「うぬ!!来るか。」

大師は アンティーク調テーブルの
上空に重なり会う
巨大なシャンデリアジオラマの
前で、1つ呟くと

瞑想の遠視から覚めて、

ジオラマの周囲に廻る、
12個の花を指の舞いで後ろへ
引かせ
同時にジオラマ周りに
クリスタルな障壁を展開する。

瞬間!

『カッーーーッーー』

ジオラマから横に閃光が走り

『ドウオオオオオオオオオオオンンンンン』

上下方向に
太陽の様な火球が
上がり
破裂の蒸気が
上下に

原子雲 を発生させた!

ラボ全体が巨大なエネルギーの
火球膨張で、放散される
衝撃波と爆風のパワーに
暴かれる!

「ありゃ、これは。」

見れば、大師の仙人眼が赤く
光ると、その顔が消えた。

「仙気が飛んだな。」

大師は呟くも、
直ぐ様ビーカーの如くジオラマを
囲うクリスタルの障壁に
近づき、手を伸ばす。

瀑状が落ち着いた
双璧のジオラマは今1つに
重なり侵しながら
高速で回転をしている。

「マイケル。

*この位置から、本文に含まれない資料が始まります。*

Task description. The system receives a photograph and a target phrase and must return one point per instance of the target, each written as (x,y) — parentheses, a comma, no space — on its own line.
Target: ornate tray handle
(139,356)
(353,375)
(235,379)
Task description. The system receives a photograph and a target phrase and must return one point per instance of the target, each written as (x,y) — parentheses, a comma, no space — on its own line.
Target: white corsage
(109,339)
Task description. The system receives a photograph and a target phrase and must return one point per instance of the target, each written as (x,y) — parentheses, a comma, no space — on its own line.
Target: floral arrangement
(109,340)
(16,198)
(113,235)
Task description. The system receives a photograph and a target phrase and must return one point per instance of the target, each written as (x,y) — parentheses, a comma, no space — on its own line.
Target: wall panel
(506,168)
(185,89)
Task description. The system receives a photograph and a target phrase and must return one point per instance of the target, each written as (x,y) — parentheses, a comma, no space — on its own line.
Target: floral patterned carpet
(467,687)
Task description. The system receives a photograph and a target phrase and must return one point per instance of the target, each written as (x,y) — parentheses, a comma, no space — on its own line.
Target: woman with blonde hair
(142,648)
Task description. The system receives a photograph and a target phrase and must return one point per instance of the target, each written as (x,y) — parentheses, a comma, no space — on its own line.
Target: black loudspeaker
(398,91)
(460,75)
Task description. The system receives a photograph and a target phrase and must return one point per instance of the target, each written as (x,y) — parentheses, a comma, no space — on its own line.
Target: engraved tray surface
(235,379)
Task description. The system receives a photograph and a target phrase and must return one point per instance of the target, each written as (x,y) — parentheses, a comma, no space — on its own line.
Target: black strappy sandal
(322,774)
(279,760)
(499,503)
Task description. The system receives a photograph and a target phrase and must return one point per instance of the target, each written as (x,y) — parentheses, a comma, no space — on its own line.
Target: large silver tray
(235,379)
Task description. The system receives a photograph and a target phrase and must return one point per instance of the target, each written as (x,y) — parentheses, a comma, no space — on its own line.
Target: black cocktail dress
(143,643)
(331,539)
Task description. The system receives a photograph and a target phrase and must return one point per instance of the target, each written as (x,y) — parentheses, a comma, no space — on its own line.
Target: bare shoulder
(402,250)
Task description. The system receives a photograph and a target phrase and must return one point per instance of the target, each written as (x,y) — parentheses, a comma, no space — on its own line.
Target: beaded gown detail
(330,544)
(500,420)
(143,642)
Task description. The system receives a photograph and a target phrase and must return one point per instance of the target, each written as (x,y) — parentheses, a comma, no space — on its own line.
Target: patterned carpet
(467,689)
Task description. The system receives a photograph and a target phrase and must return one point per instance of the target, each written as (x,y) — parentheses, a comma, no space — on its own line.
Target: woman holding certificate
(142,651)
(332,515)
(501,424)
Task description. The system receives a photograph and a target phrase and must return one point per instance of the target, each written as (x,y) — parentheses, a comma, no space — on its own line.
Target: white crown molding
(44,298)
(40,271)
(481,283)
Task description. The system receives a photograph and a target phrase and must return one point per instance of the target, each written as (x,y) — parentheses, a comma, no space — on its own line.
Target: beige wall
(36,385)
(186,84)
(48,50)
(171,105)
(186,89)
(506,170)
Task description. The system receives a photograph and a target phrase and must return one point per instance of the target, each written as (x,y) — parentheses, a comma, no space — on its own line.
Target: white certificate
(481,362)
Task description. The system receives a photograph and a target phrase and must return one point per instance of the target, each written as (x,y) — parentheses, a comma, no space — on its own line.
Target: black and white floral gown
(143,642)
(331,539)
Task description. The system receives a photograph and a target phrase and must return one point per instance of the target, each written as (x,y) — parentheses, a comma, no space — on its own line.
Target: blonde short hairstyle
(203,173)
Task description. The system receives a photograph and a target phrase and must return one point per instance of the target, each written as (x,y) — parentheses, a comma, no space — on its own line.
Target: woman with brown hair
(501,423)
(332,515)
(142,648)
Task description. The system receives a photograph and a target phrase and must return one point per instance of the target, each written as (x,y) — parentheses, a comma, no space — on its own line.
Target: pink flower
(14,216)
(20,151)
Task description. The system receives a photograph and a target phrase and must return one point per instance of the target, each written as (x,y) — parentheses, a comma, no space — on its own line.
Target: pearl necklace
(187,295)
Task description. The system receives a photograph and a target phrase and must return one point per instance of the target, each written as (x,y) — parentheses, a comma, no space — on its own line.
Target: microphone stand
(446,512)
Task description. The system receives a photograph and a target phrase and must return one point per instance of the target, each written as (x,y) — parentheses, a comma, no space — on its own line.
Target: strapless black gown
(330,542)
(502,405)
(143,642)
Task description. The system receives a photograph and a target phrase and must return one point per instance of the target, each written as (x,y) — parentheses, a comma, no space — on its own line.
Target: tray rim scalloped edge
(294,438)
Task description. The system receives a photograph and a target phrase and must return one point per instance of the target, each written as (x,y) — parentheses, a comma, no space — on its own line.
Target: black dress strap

大丈夫か?」

大師が伸ばした手には、
金剛杖の先端がしっかりと
握られ、その端に
マイケルの千切れ姿が
回転に煽られながら
なんとか、現れた。

とわいえ、まだビーカーの中。
粒子の重い渦に捲き込まれ
マイケルの意識は
絶え絶えに見える。

「分離の熱量は破壊的だな、
マイケル、しっかり持てよ!
今流されたら其のまま闇に
落ちる。聞こえるか?!!」

ビーカーの端まで
マイケルの首を
引き寄せ
障壁ごしに大師が
コンコンとビーカーを叩く。

「、、あれ、大師、、?
なんか、、若、くなっ、た?」

マイケルの声が、
ラボの壁際まで下げた12の花から
細々聞こえてきた。

「そうかもな。さっきのお主、
明暗の分裂で融合された
エネルギーが わし、の仙気を
飛ばしてしまった。気にするな
気分はどうだ?マイケル?」

まだ朦朧としてマイケルが
杖を握っている。

「なんだろう。めちゃめちゃに
なったし、なってるけど、、
すごい爽快。感じたことない
感覚、憑き物おちたみたいな」

あー、あれだ カイカンだ!

そうマイケルが、大師に
杖ごしに伝えると

ビーカーの下に ボトリ、
黒い塊が堕ちた。

「お、出たな。」

大師が自分の杖で塊を串さす。

「マイケル、8大罪の昇華を
こちらでするぞ。お主は、
再び『走査』に入る。
次の段階へなるのだ。それは
お主の命題の答えにもなる。」

失敗は許されないが、
自由に選べる。

「大師、、ここまで、きたら、
やるよ、、後よろしくね、」

そこまで言うと
マイケルの首が金剛杖と共に
粒子の渦に消える。

「あい、心得た。」

消えたマイケルの首に
応と答えた大師は、
自分の杖に差した 黒塊に息を
掛ける。

それは蒼い炎を上げて燃え
消えた。

「マイケル、再び『走査』へ」

ここが正念場だ。

大師の後ろ姿が 一回り大きく
見えるのは、背中がピンと
伸びた筋力のせいだろう。

大師の独り言はラボに残響する。